The post-apocalyptic aesthetic of the film has its roots in the original Mad Max film, obviously, but that aesthetic has passed through a number of hands over the years, so that by the time it arrives back home in the Mad Max franchise you can taste all kinds of things in the dust, including Fallout: New Vegas, Defiance, and Borderlands. I did not hate that one bit. If Gearbox ever makes a Borderlands movie, I expect it will look like Mad Max: Fury Road with better weapons and more hockey masks.

Mad Max: Fury Road comes in at #4 for me so far this year, clearing my Threshold of Awesome with room to spare.

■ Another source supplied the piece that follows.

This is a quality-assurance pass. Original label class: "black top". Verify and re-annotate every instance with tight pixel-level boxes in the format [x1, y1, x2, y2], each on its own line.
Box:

Extra headroom was added by the guy playing a flamethrower guitar while chained to the  front of a stack of speakers on top of a vehicle that has an entire kettle-drum battalion banging away in back.

(That dude convinced me that post-apocalyptic role playing games have room for a bard, provided he has an electric guitar that shoots fire.)

Galavant: Just Buy It Already

My oldest daughter came back from college and told me I needed to see something called “Galavant” on the television. We don’t do cable in my house so I Youtubed some trailers, got hooked, and checked it out on Amazon Instant Video.

Galavant is a trope-ridden medieval fantasy comedy musical. How such a thing existed without me knowing about it without the help of my children reflects poorly on me.

If you enjoyed the musical episodes of Buffy and Community, if you sing along with Doctor Horrible’s Sing-Along Blog, you should buy Season 1 of Galavant on one of the services where it’s available (Amazon, Google Play, and iTunes.) I bought the HD version on Amazon and have now watched the whole thing three times through.

I’m not a fan of the streaming model, where I pay “own the whole thing” prices, but can’t actually watch unless I have a persistent connection and a DRM-ish browser window. Galavant is good enough that I’m perfectly happy to tell myself that I paid $20 to rent it. I got 176 minutes of great programming. I’ve spent more than that for movies half that long, and no lie, if Galavant were a theatrical release I would rank it above everything I’ve seen so far this year, including The Avengers. In fact, I came home from The Avengers excited to hurry up and write a review so I could watch Galavant.

Seriously, when it comes out on Blu-Ray I’ll probably buy it again.

Am I gushing? Yes. I don’t do this often.